— Мы отвезем его на такси в больницу, — Золотарев поманил шофера «Волги».
Лейтенант откашлялся и вытащил блокнот.
— Конец света! — вздохнул кто-то в толпе.
— Граждане, прошу разойтись!
— Есть опьянение? — спросил лейтенант.
— Да, запах…
— Он выпимши! — обрадованно воскликнул шофер самосвала, трогая лейтенанта за руку. — Как он бежал, дак…
Пострадавшего уложили на заднее сиденье такси. Там же пристроился Андрей. Басов, сообщивший лейтенанту свою фамилию и адрес, сел впереди. Машина сдала назад и, обогнув самосвал, рванула по широкой улице. Сзади за ними следовал мотоцикл. На улице было пустынно, светофоры почти не задерживали их, и через несколько минут они подъехали к приемному покою хирургического корпуса.
В вестибюле Басов столкнулся с Зарубиным.
— Дежуришь? — спросил он, не поздоровавшись.
— Нет, просматриваю документацию.
— Помоги перенести человека.
— А, Золотарев приехал! — солидно воскликнул Зарубин, подходя к машине. — Что тут?
Перехватываясь от ног к туловищу, они осторожно вытащили безвольное тело.
— Черт! — выругался вежливый Зарубин. — Это же… Где это его?
В приемном покое человека уложили на кушетку. Сестра побежала за Ираидой Петровной Москалевой, дежурившей по хирургическому корпусу.
Когда с него сняли одежду, сестры ахнули, увидев татуированную грудь. С богатырского коня свешивалась мощная фигура с копьем. Под ногами у коня извивалось чудовище. «Архистратиг Михаил, убивающий змия», — гласила татуированная подпись.
— Что, опять неизвестного привезли? — донесся голос Москалевой. — Опять неизвестного, да? Скоро вся больница будет забита, понимаете ли, неизвестными. — Она ворвалась в комнату, на ходу поправляя белый тюрбан. Не глядя на присутствующих, бросилась к кушетке.
Андрей рассказал о случившемся. Она слушала, кивала тюрбаном, засыпала вопросами. Осмотрев больного, Москалева ткнула пальцем в левое бедро и сказала:
— Снимочек, снимочек-то сделайте, ножка-то короче у дяди, у неизвестного-то. Как бы не перелом, господи боже мой!
— Это старый перелом, — глухо произнес Зарубин, стоявший в стороне.
— Откуда ты знаешь? — спросил Андрей.
— И шофер говорил, что он хромал, когда перебегал дорогу. Видали же люди… Поскольку об этом зашла речь, я хочу сказать…
К приемному покою подошла машина, и все настороженно прислушались. Дверь открылась, вбежала женщина с растрепанными волосами. На руках у нее закатывался ребенок. Сзади остановился фельдшер в халате.
— Он там! — хрипло сказала женщина. — Он там в машине, уже мертвый…

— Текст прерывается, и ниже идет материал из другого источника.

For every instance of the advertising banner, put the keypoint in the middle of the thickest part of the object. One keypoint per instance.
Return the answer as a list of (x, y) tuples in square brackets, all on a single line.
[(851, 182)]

Зарубин метнулся к двери и выбежал на улицу. За ним поспешно вышли санитарка, сестра и приехавший фельдшер «Скорой помощи».
Микешина посмотрела на кушетку, и увидела Щапова, который в это время застонал.

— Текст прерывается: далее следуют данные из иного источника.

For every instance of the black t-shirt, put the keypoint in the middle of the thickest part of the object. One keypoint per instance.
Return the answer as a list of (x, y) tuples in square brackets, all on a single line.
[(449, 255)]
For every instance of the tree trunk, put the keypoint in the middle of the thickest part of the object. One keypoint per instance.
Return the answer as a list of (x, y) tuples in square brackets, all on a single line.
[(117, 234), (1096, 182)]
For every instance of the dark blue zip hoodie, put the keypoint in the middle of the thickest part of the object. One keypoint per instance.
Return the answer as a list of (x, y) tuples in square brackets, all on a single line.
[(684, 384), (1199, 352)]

— И этот, — хрипло сказала она и стала ходить по комнате, качая на руках ребенка.
Басов и Золотарев вздрогнули, услыхав, как закричал на улице Зарубин.
Четверо внесли носилки. Тяжелое, прикрытое одеялом тело. Крупная рука почти по локоть высовывалась из-под одеяла, и когда носилки поставили, пальцы с синими ногтями коснулись цементного пола.
Лицо Зарубина было искажено страхом. Золотарев рывком отбросил край одеяла и увидел потускневшие неприкрытые глаза.
— Саша-а!
И когда он увидел зияющую рану на шее и почувствовал, что рядом с его руками задрожали растерянные руки Басова, ему пришла в голову холодная, рассудочная, бессильная мысль, что друзья успевают вовремя только в романах. И еще он подумал, что надо послать за ребятами.
— Внутриартериальное нагнетание крови! — услыхал он торопливый, неуверенный голос Ираиды Петровны, и у него защипало в горле от безумной, несбыточной, смешной надежды.
Глава XIII
С примитивностью
приходит полная
ясность
транное дело — перестаешь волноваться, когда входишь в этот кабинет. Тебя словно охраняют телефоны и кнопки. К твоим услугам вежливая, даже подобострастная мебель: Дмитрий Иванович, пожалуйста, плюхнитесь в меня, в современное кресло, милости просим ваши локоточки на наши подлокотнички!
Приходи сюда с головной болью, и головная боль пройдет. Это можно назвать феноменом спокойной рабочей обстановки. Это тебе не хирургия!